Widely covered MIT paper saying AI boosts worker productivity is, in fact, complete bullshit it turns out.

https://www.wsj.com/tech/ai/mit-says-it-no-longer-stands-behind-students-ai-research-paper-11434092?st=sF3Wvo&reflink=desktopwebshare_permalink

@GossiTheDog

An MIT spokesperson went on to say that they have no confidence in the veracity or reliability of journalistic institutions that repeat claims made in a student paper that has not undergone peer review.

@david_chisnall @GossiTheDog you would be surprised the amount of times I see research papers referring to arxiv articles (not necessarily reviewed, some are pre-studies, bogus AI crap or plain flawed experiments). The sad part is that we also assume publications are the truth once published, when in reality things change.
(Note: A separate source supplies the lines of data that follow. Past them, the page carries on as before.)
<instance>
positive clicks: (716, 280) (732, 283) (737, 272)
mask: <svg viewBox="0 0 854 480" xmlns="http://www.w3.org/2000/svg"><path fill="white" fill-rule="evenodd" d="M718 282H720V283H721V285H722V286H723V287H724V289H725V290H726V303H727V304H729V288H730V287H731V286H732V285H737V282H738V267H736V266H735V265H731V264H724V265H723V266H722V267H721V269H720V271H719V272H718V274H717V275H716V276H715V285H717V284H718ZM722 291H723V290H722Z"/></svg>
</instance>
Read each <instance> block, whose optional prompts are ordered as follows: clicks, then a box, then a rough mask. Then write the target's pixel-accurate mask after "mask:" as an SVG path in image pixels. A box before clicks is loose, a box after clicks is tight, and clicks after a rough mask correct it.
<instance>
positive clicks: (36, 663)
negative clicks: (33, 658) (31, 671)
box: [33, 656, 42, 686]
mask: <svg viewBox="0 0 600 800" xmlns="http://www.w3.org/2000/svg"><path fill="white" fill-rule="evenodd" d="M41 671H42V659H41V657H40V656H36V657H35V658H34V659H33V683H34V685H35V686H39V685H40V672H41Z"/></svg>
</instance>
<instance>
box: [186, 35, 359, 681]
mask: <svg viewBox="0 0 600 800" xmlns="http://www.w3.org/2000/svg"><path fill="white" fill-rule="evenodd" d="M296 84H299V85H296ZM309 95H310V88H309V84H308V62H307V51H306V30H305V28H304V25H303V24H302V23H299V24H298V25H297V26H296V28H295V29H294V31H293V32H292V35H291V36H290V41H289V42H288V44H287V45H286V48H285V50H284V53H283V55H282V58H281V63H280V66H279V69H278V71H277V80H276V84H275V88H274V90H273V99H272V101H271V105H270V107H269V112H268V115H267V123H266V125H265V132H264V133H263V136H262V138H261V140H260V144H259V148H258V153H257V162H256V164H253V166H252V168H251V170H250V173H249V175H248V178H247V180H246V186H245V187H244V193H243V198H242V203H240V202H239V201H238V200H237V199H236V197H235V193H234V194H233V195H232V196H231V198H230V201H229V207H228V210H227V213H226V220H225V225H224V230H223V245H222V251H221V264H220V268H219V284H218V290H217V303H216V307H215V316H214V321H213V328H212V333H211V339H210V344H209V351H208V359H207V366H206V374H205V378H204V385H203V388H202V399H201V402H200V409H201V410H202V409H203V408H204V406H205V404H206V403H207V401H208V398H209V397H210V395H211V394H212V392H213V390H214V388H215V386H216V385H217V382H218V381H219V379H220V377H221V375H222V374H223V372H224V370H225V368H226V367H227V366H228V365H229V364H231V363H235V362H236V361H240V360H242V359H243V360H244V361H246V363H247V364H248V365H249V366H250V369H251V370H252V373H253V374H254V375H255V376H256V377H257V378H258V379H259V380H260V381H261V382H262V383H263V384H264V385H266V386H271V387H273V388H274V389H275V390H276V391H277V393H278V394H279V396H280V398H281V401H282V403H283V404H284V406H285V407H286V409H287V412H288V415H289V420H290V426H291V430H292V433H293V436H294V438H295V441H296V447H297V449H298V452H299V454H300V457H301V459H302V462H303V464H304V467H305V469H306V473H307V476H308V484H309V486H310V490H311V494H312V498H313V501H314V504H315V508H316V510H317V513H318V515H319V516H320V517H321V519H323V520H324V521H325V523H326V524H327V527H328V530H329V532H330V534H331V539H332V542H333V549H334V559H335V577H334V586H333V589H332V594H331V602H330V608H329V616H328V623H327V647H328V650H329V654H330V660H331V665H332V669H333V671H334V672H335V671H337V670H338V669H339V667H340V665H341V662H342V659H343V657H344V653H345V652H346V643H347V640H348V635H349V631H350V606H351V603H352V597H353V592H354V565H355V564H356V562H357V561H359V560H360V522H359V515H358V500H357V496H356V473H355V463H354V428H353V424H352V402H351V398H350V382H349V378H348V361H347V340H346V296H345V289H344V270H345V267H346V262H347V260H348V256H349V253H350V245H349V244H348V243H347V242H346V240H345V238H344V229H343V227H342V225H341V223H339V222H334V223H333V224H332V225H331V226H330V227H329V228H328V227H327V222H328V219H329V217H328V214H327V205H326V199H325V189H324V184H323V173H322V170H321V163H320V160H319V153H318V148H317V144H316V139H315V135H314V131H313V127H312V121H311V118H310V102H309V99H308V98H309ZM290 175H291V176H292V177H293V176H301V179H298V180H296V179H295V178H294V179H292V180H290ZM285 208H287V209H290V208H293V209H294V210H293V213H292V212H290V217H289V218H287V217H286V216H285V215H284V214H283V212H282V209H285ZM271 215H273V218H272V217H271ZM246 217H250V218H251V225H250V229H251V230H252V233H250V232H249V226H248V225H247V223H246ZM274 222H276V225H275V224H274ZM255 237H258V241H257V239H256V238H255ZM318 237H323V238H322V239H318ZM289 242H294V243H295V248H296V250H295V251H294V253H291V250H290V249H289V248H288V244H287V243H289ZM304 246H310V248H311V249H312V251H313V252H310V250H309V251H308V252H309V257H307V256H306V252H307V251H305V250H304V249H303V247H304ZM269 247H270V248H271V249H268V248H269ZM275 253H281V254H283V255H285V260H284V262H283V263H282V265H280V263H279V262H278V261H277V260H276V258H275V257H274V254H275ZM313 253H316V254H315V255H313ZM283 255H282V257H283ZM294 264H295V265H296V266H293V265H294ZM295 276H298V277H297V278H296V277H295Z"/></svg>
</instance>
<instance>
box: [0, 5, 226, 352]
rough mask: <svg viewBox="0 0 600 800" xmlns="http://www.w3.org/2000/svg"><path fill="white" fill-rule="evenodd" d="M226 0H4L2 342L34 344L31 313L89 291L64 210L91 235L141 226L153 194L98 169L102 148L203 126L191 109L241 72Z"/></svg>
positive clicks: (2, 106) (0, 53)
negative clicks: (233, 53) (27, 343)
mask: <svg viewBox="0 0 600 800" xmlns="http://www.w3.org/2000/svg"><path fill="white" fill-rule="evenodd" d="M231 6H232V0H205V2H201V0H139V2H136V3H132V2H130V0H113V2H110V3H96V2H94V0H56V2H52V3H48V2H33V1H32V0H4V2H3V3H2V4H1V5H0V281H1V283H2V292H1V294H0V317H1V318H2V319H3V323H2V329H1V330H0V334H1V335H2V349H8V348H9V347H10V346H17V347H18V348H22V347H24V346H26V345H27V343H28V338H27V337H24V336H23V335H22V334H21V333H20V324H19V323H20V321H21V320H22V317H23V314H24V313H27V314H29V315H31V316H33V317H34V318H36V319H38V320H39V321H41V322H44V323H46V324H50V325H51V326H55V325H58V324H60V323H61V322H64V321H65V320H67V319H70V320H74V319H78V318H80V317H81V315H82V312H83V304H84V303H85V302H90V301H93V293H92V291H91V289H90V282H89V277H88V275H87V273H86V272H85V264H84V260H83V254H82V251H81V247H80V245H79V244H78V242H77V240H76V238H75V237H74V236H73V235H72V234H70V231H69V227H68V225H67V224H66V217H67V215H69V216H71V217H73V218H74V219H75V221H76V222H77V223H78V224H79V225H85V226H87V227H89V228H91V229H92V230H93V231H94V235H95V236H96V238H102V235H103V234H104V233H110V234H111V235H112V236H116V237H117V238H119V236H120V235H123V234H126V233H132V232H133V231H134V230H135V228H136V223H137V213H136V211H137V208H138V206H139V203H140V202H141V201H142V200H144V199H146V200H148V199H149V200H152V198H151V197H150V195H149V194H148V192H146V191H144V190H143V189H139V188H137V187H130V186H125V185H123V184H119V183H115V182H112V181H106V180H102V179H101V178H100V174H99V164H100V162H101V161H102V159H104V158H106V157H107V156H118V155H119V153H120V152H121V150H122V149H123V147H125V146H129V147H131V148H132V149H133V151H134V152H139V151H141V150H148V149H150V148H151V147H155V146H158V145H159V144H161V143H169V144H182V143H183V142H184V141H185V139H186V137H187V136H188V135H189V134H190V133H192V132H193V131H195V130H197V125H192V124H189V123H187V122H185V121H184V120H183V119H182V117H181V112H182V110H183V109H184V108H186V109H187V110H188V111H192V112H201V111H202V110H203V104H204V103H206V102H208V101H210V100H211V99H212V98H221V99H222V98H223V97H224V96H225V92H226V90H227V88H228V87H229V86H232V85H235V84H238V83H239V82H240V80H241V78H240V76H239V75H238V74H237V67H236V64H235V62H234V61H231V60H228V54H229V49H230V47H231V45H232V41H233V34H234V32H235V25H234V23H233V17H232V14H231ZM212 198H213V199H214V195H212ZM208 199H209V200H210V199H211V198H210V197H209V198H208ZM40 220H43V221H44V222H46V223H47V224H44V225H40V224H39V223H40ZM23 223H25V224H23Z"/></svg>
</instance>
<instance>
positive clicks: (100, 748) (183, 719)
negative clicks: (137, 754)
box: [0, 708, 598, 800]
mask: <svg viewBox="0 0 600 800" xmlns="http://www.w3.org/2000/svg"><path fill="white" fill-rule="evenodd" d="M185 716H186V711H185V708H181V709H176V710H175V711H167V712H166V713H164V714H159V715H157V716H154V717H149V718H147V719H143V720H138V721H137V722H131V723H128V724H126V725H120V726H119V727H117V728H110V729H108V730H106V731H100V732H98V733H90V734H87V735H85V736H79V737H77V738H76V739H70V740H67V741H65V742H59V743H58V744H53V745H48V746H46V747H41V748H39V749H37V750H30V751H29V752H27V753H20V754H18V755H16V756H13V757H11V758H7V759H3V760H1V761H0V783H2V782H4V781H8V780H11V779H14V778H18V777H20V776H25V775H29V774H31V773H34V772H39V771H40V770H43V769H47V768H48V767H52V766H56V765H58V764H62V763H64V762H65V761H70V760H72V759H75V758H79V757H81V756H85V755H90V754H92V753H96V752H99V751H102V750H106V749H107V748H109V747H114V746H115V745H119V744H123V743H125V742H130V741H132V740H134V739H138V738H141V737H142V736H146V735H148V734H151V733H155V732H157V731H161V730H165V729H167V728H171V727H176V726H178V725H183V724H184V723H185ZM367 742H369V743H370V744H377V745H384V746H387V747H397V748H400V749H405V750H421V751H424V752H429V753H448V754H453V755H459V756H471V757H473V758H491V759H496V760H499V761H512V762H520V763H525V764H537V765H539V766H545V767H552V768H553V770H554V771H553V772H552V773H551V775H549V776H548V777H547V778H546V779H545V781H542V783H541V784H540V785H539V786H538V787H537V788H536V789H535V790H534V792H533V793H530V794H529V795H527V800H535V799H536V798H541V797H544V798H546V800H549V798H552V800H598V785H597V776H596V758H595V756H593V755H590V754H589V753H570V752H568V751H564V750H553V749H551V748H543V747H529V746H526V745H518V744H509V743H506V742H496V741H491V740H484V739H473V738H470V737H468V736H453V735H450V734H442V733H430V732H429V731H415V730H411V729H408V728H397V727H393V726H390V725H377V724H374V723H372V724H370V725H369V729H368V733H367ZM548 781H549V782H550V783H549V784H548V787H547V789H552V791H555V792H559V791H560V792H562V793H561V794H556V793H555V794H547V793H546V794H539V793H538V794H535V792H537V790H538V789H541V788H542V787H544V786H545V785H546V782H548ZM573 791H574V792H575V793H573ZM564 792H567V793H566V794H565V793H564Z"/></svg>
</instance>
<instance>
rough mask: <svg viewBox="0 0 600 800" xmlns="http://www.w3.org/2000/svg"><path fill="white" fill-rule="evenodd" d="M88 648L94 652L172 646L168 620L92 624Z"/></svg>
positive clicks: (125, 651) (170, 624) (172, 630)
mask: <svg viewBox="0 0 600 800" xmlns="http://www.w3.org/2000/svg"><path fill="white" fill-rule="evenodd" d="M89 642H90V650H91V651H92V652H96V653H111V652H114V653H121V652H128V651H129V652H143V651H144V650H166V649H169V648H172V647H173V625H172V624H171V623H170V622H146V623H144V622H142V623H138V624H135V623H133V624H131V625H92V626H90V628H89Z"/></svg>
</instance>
Core to science is reproduction of results, independently. And that does not happen for 99% of them, it’s time consuming and funding is time limited. So there is no incentive to do so. Asking and pursuing answers to tough questions are deemed unproductive, a career is measured by how many papers you published, and that opens a whole new can of worms as “publish or perish”). This, and much more led me to leave academia and not look back.
@denzilferreira @david_chisnall @GossiTheDog And no one wants to replicate studies because no one wants to publish study replication. 🤦🏻‍♀️
@heartofcoyote @david_chisnall @GossiTheDog Reviewer 2: “Where is the novelty of this work? How is this different from what was already published at Z?” 🤦‍♂️ true story. Paper mills, creating papers out of already published work where the original authors are replaced for someone else and republished are also published in “new and exciting venues” all driven by gamifying a researcher career (h-index, i10), citation mafias (buddy cites buddy), and so on. It’s nasty. Good research is published in prominent and high impact journals and conferences. Stick to those.